Prior to his loss in the March elections, the former prime minister tried in vain to secure a similar trip to the Gulf, but was thwarted at least four times by coronavirus concerns and regional security issues.
No Cabinet ministers were allowed to travel to the region before Netanyahu did, and though Lapid’s predecessor Gabi Ashkenazi was forced to cancel a planned trip at Netanyahu’s directive, he did meet with bin Zayed in Berlin.
At the end of August, two weeks after the accords were announced, National Security Adviser Meir Ben-Shabbat became the first Israeli official to visit Abu Dhabi, accompanied by a large professional delegation.

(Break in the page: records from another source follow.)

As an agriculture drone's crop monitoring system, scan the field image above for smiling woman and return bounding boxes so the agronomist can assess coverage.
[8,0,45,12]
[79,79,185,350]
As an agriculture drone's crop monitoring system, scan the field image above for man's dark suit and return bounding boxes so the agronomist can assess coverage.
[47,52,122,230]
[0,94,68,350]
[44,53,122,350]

On Monday, Knesset Foreign Affairs and Defense Committee Chairman Ram Ben Barak, a member of Lapid’s Yesh Atid party, spoke with Emirati counterpart Ali Rashid Al Nuaimi.
Ben Barak told the chairman of UAE’s committee for Defense Affairs, Interior and Foreign Affairs that “peace between Israel and the UAE is a strategic asset for advancing stability and peace in the Middle East,” his office told The Media Line.
The two discussed regional security, cooperation between their committees and parliaments, and foreign affairs. “The conversation between Jerusalem and Abu Dhabi is a dream come true, and represents another step toward deepening our ties,” the former senior Mossad official said.